One solid decision was made regarding whether to pay off the mortgage more aggressively – which was not to do it. The main reason we’d relied upon in our past deliberation over this idea is our mortgage rate of 2.92% should underperform index funds on average (7%). But this choice is vulnerable to instances like this past quarter where our portfolio lagged brutally at 1.61%… though really that doesn’t matter until we sell… I think. We’re still good as long as we never sell at 1.61%!
But the decisive reason for not paying back our mortgage more aggressively is this: we have mortgage life insurance. I think we pay a combined $12/month for this insurance, so if either of us die, the mortgage is paid off.
It would suck to pay the mortgage aggressively only for one of us to die and have the remaining (much smaller mortgage balance) forgiven, AND have no other investments. Better to sock our money into indexed mutual funds and pay the mortgage at our normal rate for the time being.
If we max out our TFSAs, and/or we renew for a higher than 7% mortgage rate… we’d probably switch tactics… and we’d likely keep the mortgage life insurance anyway.
Another trap people fall into with paying the mortgage off early is this (thanks Kyle Collins for pointing this out!): once they no longer have a mortgage to pay each month, that “extra” money starts to feel disposable. Hedonic adaptation kicks in, and most people (and I would probably do this too) simply end up spending the extra cash on silly shit every month.
Winter-long trip to Costa Rica? Fuck it! Our mortgage is paid off!

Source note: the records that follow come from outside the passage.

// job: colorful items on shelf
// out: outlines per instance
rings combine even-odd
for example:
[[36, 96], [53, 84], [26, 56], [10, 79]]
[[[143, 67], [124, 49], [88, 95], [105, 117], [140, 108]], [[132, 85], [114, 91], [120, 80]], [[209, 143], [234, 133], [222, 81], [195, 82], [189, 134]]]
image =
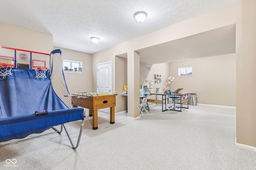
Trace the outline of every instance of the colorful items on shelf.
[[122, 92], [122, 95], [127, 95], [127, 94], [128, 94], [128, 93], [127, 93], [127, 90], [123, 90], [123, 91]]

This extra cash is only useful to our long-term financial stability if invested. For this reason, in comparisons between people who invest early in mutual funds versus people who pay off their mortgage early, the investors generally end up way ahead come retirement.

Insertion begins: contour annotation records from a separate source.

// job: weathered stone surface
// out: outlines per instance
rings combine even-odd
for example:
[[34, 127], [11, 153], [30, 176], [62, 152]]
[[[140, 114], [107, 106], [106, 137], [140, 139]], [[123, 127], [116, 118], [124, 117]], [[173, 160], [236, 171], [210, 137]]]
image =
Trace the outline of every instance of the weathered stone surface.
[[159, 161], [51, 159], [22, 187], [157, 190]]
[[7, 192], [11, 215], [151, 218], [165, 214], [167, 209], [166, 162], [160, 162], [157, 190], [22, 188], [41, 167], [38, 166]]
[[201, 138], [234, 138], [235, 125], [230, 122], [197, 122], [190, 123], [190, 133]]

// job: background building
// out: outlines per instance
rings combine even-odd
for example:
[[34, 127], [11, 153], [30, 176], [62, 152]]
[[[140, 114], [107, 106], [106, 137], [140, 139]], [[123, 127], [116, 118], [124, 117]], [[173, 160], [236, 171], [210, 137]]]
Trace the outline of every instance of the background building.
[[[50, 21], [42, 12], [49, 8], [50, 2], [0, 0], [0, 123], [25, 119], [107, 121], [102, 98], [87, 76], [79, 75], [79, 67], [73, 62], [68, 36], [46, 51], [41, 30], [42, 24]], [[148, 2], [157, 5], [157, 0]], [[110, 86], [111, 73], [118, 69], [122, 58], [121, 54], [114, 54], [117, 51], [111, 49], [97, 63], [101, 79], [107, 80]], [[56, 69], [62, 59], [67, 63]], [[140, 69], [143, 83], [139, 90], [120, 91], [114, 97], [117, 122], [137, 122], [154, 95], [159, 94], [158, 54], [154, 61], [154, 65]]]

It just requires too much discipline to take all the money you would normally put toward a mortgage and immediately transition into socking that cash right into index funds… especially after the marathon of paying off a house!

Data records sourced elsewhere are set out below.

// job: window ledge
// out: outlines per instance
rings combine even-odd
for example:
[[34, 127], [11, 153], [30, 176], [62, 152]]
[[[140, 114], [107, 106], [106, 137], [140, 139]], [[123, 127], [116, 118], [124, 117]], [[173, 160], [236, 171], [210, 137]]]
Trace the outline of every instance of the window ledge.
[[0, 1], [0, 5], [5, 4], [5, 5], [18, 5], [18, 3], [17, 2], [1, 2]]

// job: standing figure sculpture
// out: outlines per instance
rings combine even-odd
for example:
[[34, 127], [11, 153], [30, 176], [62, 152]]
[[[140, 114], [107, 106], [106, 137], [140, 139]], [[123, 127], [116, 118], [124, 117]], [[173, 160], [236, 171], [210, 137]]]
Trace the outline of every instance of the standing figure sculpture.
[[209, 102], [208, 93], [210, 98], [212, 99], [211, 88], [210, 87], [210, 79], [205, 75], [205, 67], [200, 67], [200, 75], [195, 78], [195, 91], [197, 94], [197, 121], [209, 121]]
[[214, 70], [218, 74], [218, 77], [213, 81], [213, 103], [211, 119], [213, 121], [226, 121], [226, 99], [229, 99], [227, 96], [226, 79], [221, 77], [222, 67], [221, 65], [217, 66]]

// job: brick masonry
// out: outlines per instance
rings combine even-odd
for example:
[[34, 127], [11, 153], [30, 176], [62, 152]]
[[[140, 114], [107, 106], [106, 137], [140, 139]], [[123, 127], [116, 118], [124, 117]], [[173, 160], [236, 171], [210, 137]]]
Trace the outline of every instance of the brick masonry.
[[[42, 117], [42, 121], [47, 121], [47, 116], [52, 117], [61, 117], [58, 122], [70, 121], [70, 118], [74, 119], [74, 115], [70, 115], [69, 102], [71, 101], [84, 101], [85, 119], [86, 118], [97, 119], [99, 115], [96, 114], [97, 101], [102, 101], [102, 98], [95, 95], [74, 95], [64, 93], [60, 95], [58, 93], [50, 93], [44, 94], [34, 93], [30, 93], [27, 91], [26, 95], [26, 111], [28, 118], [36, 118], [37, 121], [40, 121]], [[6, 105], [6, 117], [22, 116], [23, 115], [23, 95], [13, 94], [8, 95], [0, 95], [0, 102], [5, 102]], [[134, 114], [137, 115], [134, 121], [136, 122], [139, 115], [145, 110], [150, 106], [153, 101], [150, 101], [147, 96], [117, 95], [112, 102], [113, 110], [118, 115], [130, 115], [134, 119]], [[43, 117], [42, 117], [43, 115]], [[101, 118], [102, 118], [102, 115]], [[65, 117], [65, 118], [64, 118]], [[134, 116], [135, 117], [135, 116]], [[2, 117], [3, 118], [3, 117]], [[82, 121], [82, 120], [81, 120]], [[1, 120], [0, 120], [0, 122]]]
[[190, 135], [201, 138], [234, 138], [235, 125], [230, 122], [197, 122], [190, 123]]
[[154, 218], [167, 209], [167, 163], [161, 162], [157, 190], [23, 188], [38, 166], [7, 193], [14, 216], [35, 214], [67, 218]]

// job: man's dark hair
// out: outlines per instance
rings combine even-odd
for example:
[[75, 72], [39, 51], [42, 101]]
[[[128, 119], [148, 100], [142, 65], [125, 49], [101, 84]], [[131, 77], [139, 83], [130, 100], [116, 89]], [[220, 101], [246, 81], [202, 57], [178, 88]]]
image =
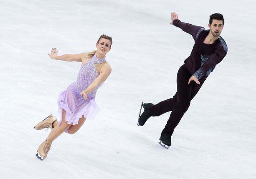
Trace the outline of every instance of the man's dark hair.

After all that rambling, here are our retirement figures for the quarter:
TFSA: $36,829.37 (up $12,459.54 from last report… again this is a bit blown out of proportion because we’d been sandbagging leading up to tax season)
Mortgage: $163,575.34 (down $1,782.65 from last report)
Net worth shift: + $14,242.19
I’m going to attempt some forecasting here. I want to bake two new and exciting metrics into these quarterly retirement reports.
Metric 1 is a percentage representing our progress toward the $800,000 retirement goal.
According to the Mr. Money Moustache equation of “multiply your annual spending by 25 to see how much you need to have invested in order to retire”, my family would be comfortable retiring on $800,000.
MMM’s “safe withdrawal rate” of 4% works out to $32,000 – which would cover our annual spending. Assuming our mortgage is paid off, we can retire once we’ve invested $800,000.
Metric 2 is the number of years remaining until we can retire, calculated based upon a $30,000/year rate of investment.
Here we go.
To make things easier, I’ve added our mortgage onto the $800,000 to represent the total amount of money yet to be invested/put toward the house. That leaves us with a target asset value of $963,575.34.
Retirement Progress = $36,829.37 / $963,575.34 = 3.8% of the way there! Pretty fucking low, but far better than 0% haha. The early years are the hardest.
Here comes the compound interest. According to the moneychimp.com compound interest calculator, if we invest $30,000 per year for 15.6 more years at 7% we’ll end up with $964,882.15.
So at our current rate, it will take Lia and me 15.6 more years to reach retirement. If this is true, our 48th birthdays will be epic!